Multi-objective virtual inertia control of renewable power generator for transient stability improvement in interconnected power system

Abstract In the power system with high penetration of renewable power generators (RPG), although frequency performance can be improved by introducing virtual inertia control, the swing stability of the rotor angle is likely to be reduced due to the changed inertia distribution. The motion equation of an interconnected power system with RPGs is established firstly, and the transient energy function is then derived to analyse the impacts of virtual inertias on transient energy conversion. In this paper, the transient process of the rotor angle after the disturbances is divided into two periods of first swing and multi-swing, and the effects of virtual inertia on the system stability are then analysed in the two periods, respectively.

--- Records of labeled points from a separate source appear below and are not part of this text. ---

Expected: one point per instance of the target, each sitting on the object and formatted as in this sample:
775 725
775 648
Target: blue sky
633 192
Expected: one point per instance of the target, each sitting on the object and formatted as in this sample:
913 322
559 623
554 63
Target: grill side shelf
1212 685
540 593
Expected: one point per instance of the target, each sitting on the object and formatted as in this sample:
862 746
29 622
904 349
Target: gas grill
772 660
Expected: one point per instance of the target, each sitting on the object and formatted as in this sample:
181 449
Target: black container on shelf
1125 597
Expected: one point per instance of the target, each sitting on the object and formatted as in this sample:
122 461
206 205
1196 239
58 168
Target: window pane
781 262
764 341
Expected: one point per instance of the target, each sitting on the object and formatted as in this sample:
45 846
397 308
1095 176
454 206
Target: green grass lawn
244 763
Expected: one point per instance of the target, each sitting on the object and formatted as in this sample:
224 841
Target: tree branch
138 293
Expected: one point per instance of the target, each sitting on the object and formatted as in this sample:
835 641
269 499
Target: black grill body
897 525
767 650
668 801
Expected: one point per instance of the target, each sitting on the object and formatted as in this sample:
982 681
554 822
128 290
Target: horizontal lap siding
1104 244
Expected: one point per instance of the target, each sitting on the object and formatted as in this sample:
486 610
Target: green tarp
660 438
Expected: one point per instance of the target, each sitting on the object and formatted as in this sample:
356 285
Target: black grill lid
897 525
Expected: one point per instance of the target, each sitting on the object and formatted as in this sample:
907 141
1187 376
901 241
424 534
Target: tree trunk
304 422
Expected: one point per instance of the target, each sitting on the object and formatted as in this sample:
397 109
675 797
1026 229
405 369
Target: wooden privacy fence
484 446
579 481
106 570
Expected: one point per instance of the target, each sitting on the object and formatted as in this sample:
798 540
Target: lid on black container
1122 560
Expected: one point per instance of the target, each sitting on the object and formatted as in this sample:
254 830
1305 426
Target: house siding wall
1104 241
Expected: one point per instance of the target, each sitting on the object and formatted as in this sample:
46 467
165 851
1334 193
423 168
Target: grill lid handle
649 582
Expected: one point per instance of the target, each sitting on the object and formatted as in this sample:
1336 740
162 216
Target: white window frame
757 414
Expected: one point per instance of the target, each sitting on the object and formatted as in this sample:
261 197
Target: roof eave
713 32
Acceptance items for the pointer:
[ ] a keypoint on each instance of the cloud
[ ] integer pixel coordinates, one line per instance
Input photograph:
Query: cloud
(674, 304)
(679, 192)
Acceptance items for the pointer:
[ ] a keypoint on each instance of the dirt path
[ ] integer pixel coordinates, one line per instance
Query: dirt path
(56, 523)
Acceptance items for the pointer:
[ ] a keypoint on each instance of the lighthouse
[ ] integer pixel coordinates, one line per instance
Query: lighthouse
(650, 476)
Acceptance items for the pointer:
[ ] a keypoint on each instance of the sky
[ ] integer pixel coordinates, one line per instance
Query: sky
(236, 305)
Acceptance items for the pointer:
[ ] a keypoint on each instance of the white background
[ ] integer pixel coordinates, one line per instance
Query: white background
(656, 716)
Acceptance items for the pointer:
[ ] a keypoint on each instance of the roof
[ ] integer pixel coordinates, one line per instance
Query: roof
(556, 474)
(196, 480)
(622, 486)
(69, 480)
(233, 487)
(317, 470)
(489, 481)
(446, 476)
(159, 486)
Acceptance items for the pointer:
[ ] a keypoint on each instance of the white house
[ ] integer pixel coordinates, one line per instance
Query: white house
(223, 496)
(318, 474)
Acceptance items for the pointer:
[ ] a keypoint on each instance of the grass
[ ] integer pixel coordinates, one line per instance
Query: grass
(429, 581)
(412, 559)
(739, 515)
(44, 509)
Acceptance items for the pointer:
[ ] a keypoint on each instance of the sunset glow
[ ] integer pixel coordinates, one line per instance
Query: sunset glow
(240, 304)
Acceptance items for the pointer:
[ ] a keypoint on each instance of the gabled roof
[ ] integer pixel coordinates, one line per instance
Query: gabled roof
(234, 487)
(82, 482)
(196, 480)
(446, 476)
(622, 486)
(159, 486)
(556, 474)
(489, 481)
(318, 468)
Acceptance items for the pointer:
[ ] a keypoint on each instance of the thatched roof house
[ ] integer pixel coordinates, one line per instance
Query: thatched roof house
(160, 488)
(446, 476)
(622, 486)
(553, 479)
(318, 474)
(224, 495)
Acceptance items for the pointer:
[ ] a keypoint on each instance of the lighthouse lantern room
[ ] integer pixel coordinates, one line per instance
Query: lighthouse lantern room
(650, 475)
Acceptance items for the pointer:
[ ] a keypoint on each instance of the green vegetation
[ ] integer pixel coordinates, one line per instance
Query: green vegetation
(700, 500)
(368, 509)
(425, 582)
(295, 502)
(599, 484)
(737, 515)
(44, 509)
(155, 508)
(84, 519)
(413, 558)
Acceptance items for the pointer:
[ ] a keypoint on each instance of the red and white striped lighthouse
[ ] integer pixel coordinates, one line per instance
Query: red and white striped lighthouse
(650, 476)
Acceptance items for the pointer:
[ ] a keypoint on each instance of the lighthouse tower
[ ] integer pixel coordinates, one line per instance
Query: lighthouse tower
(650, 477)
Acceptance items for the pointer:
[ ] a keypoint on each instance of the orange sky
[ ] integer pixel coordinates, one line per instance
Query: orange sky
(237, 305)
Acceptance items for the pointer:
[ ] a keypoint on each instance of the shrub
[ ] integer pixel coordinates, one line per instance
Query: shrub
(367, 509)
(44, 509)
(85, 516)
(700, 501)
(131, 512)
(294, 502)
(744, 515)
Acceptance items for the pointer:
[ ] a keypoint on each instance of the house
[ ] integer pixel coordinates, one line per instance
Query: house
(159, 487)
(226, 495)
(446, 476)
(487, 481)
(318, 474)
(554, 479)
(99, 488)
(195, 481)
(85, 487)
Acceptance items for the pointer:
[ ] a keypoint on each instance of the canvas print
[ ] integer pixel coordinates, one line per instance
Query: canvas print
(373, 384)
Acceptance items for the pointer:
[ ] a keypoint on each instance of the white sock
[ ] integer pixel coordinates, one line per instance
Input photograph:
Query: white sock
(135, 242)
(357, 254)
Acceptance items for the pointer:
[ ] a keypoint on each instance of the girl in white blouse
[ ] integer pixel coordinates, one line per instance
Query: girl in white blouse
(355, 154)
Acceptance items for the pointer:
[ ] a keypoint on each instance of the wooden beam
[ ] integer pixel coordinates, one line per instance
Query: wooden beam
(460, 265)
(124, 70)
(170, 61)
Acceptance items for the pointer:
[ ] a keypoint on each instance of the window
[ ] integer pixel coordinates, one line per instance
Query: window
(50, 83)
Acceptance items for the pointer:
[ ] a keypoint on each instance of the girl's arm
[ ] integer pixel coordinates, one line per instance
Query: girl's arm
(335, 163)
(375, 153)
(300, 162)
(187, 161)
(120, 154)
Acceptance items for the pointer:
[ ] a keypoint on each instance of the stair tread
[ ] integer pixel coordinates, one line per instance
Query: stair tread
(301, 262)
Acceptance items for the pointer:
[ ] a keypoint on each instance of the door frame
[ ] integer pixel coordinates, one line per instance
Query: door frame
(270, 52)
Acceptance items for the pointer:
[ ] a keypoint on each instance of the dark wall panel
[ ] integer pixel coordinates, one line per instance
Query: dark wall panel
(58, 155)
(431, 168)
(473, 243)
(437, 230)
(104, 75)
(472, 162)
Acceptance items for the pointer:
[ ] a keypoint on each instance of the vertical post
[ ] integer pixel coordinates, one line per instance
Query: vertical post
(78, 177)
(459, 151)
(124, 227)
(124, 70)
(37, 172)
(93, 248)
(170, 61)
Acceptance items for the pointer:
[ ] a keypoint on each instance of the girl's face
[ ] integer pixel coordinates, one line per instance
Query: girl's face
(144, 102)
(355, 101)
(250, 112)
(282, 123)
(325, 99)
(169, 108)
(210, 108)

Under the virtual inertia control, the RPGs are utilized not only to share accelerating energy with synchronous generators (SG), but also to provide additional decelerating energy for the reduction of the rotor angle variation during the first swing period. In addition, based on the eigenvalues analysis, the effects of virtual inertias on system damping are evaluated theoretically, and the virtual energy of RPGs is then regulated to damp the oscillations during the subsequent multi-swing period. Experimental tests on a hardware-in-the-loop platform of a two-area interconnected power system with high wind power penetration are carried out to validate the proposed control strategy. The results demonstrate that in addition to the basic frequency support function, the swing stability of rotor angle is also improved, thus greatly improving the reliability of the virtual inertia support.